2 | Attachement à la communauté de foi

D'un point de vue religieux, il va de soi que les juifs et les juives du monde entier s'identifient au peuple juif et à l'État d'Israël. Il est tout aussi évident que les musulmanes et les musulmans du monde entier soutiennent ou s'identifient aux préoccupations de la population musulmane en Palestine. C'est pour cette même raison que l'œcuménisme chrétien mondial s’est développé et que les Églises chrétiennes s'engagent en faveur de leurs Églises sœurs discriminées, opprimées et persécutées. L'attachement aux membres de sa propre communauté religieuse existe en principe indépendamment des conditions politiques dans lesquelles ces membres vivent. En même temps, elle ne doit pas être dissociée de la répartition du pouvoir politique et de l'oppression, motivée et légitimée par la religion. Le modèle moderne, inspiré des Lumières, de la séparation de l'État (de la politique) et de l'Église (de la religion) n'est pas partagé par l’ensemble des États et des communautés religieuses dans le monde. D'un point de vue actuel, les idées occidentales au sujet de la laïcité et, par conséquent, au sujet de l'universalité de la raison et de la liberté se révèlent être des articles d'exportation dont la viabilité semble tout à fait décevante. La toute-puissance divine ne mène pas dans tous les cas à adopter un regard humble sur la finitude de sa propre existence et sur le caractère limité de ses propres possibilités. Elle peut aussi alimenter des fantasmes de toute-puissance qui se déchaînent dans des excès de violence politique, perpétrée au nom de Dieu.

3 | Solidarité

3.1 Les personnes peuvent se déclarer solidaires pour des motifs et des raisons très différentes. La solidarité religieuse n'est qu'une forme parmi d’autres de solidarité, à laquelle nous nous limiterons par la suite à titre d'exemple. La distinction entre une solidarité interne et une solidarisation externe est fondamentale. La solidarité intra-religieuse se fonde sur les convictions religieuses partagées par la communauté de foi. La solidarité externe est une ingérence de l'extérieur. Elle peut être expressément souhaitée par les personnes avec lesquelles on se solidarise ou choisie par les personnes solidaires elles-mêmes. Comme les personnes solidaires partage les préoccupations et les objectifs mais pas la situation, le soutien et le renforcement de cette forme de solidarité sont en soi risqués.
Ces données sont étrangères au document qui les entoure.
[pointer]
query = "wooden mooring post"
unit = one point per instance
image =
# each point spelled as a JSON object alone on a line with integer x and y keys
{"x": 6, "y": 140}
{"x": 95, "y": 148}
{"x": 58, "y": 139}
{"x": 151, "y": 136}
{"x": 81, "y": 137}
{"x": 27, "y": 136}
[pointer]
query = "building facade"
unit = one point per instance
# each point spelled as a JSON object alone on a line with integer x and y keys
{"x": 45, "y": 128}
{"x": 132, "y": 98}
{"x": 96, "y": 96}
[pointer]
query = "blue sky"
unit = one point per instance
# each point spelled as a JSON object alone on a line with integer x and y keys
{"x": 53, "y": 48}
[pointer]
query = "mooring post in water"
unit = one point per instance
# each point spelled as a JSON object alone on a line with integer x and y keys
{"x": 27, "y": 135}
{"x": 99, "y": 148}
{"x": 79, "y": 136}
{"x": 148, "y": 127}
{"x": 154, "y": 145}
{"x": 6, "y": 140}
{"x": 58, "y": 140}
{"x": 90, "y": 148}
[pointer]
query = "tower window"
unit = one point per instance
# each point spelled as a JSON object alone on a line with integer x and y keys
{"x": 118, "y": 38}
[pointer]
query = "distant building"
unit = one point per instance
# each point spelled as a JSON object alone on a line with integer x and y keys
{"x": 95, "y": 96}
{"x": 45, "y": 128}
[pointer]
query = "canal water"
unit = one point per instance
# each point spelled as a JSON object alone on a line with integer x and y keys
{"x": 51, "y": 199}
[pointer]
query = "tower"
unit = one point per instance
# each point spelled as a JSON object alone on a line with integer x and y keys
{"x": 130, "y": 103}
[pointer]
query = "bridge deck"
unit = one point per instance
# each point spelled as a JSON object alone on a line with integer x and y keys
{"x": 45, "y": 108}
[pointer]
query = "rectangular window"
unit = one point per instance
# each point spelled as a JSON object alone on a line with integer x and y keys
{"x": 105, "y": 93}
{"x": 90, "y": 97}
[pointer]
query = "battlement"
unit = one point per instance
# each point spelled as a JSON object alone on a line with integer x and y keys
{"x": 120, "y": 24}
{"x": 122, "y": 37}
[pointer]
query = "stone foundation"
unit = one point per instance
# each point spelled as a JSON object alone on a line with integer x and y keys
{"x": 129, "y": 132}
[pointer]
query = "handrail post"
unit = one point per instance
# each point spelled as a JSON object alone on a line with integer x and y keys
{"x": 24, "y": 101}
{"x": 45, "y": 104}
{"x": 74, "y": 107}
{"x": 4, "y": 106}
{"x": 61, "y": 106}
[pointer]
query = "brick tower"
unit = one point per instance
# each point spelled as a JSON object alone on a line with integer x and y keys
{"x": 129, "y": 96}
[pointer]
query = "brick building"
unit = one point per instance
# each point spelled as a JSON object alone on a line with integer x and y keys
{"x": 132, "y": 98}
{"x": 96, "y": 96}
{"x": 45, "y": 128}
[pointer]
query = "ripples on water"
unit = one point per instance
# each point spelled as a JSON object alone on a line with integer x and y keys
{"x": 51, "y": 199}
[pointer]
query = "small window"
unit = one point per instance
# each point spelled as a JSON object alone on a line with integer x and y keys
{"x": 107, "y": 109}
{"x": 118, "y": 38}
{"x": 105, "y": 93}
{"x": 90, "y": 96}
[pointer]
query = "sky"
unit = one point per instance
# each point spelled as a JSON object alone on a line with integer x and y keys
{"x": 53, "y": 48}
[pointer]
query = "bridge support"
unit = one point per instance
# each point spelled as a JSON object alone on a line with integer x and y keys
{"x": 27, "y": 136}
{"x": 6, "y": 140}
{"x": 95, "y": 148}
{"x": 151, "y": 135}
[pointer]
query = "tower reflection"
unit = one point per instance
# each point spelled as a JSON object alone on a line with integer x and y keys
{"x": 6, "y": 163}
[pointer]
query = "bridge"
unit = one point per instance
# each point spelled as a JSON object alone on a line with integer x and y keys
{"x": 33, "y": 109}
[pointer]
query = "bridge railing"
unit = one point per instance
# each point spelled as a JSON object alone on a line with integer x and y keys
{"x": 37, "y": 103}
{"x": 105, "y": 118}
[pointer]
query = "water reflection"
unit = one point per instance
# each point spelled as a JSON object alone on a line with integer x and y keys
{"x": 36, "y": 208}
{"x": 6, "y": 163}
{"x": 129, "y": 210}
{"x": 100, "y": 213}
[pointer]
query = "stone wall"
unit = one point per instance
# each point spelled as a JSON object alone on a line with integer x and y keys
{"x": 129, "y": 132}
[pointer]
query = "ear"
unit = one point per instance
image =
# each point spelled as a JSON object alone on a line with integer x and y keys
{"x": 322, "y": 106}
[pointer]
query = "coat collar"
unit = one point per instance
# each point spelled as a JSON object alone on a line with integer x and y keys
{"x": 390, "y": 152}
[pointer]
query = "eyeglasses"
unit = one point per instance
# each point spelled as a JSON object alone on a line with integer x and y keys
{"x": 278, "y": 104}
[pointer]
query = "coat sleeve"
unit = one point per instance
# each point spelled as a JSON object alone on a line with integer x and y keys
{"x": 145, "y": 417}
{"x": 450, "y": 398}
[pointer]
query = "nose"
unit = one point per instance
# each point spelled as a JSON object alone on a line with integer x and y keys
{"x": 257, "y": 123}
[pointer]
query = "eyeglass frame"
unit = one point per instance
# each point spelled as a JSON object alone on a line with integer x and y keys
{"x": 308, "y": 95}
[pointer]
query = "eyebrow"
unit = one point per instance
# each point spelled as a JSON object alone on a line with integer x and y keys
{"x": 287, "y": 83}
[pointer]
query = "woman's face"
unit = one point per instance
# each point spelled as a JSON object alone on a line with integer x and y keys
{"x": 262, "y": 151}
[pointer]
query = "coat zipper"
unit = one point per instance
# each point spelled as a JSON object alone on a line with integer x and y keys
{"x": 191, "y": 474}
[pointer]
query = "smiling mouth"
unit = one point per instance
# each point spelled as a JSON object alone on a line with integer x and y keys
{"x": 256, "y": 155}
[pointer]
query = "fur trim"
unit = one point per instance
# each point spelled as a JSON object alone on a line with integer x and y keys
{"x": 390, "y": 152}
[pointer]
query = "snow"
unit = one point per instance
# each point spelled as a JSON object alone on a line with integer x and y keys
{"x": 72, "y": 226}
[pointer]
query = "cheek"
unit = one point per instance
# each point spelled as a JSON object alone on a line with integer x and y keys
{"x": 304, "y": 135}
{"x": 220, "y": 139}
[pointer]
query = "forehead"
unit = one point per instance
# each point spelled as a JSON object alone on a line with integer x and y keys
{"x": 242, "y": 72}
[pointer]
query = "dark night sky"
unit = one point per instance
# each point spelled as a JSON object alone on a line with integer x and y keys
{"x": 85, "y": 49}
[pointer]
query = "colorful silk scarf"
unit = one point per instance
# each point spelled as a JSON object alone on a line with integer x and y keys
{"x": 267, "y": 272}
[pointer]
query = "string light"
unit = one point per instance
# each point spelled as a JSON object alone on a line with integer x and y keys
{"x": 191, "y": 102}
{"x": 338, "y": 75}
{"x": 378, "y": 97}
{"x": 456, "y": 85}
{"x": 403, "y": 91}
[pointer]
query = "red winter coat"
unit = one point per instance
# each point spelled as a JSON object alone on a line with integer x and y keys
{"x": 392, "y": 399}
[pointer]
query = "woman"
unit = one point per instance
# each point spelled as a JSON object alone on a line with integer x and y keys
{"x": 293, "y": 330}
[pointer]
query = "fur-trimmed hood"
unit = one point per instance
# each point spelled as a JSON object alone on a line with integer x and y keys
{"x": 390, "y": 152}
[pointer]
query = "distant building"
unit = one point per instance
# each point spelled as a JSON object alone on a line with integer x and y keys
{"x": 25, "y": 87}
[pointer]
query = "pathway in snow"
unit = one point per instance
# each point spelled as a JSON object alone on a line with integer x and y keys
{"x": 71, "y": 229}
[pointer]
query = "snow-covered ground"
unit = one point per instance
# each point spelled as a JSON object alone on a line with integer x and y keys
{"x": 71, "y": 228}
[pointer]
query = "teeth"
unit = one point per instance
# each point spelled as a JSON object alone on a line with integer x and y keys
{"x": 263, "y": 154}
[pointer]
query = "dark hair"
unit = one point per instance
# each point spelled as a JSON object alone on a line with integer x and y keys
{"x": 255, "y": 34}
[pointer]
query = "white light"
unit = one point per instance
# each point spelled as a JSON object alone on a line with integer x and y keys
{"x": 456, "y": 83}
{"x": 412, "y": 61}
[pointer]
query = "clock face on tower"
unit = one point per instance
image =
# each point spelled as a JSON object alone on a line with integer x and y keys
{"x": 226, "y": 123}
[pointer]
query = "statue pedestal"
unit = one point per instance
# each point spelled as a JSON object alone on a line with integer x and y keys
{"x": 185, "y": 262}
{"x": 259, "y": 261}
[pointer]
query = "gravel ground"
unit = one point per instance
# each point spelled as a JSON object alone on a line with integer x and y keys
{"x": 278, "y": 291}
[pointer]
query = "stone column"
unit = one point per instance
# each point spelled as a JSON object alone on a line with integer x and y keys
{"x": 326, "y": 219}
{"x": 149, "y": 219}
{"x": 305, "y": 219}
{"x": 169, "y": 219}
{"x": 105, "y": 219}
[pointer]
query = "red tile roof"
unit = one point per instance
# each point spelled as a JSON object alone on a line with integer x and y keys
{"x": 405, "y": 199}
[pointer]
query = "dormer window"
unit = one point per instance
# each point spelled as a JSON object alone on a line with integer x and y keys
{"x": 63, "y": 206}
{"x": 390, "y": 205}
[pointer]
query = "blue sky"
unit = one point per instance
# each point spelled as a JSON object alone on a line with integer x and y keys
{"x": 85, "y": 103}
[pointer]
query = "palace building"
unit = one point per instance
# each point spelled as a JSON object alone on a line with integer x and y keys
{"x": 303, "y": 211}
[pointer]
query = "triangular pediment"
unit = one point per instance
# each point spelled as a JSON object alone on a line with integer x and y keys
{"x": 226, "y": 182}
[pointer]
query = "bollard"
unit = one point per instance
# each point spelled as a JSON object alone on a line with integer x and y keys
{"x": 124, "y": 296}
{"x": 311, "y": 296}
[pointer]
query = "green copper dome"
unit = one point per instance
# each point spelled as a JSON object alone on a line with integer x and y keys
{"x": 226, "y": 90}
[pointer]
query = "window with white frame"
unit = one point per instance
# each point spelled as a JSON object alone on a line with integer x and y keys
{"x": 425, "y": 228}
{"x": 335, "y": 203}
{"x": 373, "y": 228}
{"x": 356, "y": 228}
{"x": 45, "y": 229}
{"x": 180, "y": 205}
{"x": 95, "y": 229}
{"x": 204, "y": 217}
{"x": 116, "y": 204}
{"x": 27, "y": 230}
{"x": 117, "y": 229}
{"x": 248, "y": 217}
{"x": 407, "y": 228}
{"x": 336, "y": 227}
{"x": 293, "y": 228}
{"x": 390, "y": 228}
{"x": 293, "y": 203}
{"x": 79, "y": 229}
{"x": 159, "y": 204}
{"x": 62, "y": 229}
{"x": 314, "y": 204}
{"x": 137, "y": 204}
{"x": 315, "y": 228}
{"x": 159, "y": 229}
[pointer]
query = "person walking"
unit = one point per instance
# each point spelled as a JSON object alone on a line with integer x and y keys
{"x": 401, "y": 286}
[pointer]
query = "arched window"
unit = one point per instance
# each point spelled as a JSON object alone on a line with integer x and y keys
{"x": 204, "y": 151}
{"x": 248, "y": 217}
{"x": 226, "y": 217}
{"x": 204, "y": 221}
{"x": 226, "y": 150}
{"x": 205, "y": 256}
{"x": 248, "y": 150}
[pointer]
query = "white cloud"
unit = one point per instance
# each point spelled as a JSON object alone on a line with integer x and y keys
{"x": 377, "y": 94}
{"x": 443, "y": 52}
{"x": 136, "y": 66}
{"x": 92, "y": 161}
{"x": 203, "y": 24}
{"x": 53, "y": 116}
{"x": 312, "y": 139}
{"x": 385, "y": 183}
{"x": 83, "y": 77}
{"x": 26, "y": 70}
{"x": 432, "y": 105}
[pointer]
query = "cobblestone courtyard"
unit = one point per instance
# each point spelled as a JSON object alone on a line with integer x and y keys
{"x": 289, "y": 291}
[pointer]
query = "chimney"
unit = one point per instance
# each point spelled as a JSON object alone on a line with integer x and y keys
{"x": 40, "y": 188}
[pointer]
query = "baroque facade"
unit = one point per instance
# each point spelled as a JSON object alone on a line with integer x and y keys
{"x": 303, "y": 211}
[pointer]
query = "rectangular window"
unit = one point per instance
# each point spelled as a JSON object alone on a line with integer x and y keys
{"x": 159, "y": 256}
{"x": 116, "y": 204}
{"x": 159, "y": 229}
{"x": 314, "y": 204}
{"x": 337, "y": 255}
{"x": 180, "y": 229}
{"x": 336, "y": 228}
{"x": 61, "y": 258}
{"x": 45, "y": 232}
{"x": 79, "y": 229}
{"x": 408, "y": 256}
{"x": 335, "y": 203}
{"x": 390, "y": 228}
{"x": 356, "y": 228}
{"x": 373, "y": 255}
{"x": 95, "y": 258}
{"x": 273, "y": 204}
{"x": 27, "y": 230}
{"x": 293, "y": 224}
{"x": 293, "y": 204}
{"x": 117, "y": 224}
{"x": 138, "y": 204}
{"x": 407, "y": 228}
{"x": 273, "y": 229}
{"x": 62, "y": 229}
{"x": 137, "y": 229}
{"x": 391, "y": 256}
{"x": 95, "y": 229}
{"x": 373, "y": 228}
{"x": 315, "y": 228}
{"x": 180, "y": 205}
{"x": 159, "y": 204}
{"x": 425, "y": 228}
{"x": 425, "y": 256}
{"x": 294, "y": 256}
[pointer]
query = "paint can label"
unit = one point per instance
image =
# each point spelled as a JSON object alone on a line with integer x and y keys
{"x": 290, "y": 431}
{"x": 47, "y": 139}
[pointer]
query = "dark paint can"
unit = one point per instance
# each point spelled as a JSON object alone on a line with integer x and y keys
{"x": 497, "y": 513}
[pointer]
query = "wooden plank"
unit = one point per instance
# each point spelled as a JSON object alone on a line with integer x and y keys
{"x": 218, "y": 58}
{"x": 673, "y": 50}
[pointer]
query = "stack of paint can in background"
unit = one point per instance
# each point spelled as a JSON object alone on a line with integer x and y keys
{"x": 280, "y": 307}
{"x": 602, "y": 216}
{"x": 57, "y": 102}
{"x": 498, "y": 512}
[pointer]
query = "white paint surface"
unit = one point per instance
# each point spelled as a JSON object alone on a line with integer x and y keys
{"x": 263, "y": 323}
3.2 La cohésion intra-religieuse a une dimension solidaire-fédératrice et une dimension critique-fédératrice. La solidarité des communautés religieuses s’avère critique à deux titres :

3.3 Elle est critique vis-à-vis des pratiques d'autres communautés religieuses qui discriminent, harcèlent ou persécutent les membres de sa propre communauté religieuse.

3.4 La solidarité intra-religieuse est critique vis-à-vis des pratiques de sa propre communauté religieuse lorsqu’elles impliquent la discrimination, le harcèlement ou la persécution des membres d'autres communautés religieuses.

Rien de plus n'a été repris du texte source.